Unlike many artists who make very little money from their art I made good money but it wasn't doing the kind of photography I wanted to. Big deal, almost everyone employed earns their money doing what their employer says to do, not what they want to do (sit around, fish, drink beer lol).

So now retirement means I can create exactly the art I choose to. I still make photographs but choose to paint, something I've been doing part-time for 30 years but now it's a full time obsession. I won several first place ribbons in the past year and was just offered a on-person show at a local gallery. Not a humble-brag, just a marker for where I am now.

The total of sales for my fine art painting is $575 (one painting). Not for this year or last year, total for all years painting.

The painting that sold was in a style (impressionist realist) I no longer paint in, it was a short phase, and I knew the painting would be popular, it won a 3rd place ribbon at a larger gallery with above-average competition.

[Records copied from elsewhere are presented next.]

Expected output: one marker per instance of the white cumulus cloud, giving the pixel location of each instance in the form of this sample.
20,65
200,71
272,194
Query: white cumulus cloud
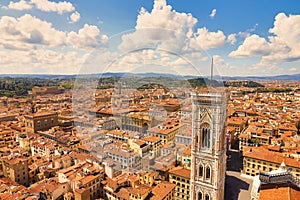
50,6
213,13
165,28
43,5
20,5
87,37
75,17
281,47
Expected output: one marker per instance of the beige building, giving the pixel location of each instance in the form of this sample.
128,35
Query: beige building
260,159
208,155
181,178
16,168
166,132
7,137
41,121
163,191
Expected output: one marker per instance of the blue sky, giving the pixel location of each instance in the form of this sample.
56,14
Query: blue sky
256,37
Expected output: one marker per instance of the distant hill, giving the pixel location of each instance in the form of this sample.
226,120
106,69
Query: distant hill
111,74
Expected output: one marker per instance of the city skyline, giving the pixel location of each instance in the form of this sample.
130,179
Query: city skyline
253,38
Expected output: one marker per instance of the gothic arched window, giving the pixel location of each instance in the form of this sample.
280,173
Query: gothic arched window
207,197
199,196
205,138
201,171
207,173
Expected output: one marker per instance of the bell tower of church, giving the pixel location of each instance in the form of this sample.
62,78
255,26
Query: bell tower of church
209,147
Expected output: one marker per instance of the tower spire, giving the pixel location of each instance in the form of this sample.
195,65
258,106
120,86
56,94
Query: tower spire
211,71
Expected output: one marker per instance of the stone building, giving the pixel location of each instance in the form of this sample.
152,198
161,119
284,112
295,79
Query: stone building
41,121
208,163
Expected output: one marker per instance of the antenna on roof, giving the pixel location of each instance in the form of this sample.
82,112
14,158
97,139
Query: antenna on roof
211,71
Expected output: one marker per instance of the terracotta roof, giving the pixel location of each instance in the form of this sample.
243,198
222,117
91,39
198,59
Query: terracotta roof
273,193
180,171
261,153
162,190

My point is (if you made it this far) is: if you are looking for satisfaction from your art you need to decide " I want money" or "I want to paint what I want and hell with money and awards". All of the famous painters chose door#2 at the beginning of their careers but you never hear about the artists that made that choice and failed, there are many.

Can you do both? Paint for sales and also paint "fine art"? I can't but maybe other painters can.

Monet, poor for much of his life until success arrived in middle age, painted a lot of paintings for money. His first wife died (perhaps because) he didn't have enough money for medical care. He had small children dependent on him so he had to make money. But when he finally started to sell work he was proud of he went back and bought as many of his early paintings as he could find and destroyed them. One reason you don't see a lot of bad paintings by him.

Some big name writers write books under a different name, for money, because they don't want work done for money to damage their "literary" reputation. I think it's a good idea for artists to do the same thing. Maybe Banksy is an artist who paints landscapes for big $$ and does the Banksy thing for himself/herself.

Do any artists here have 2 different personalities they paint under? One for money and the other as their personal expression of art? Would love to see photos of them. Please post.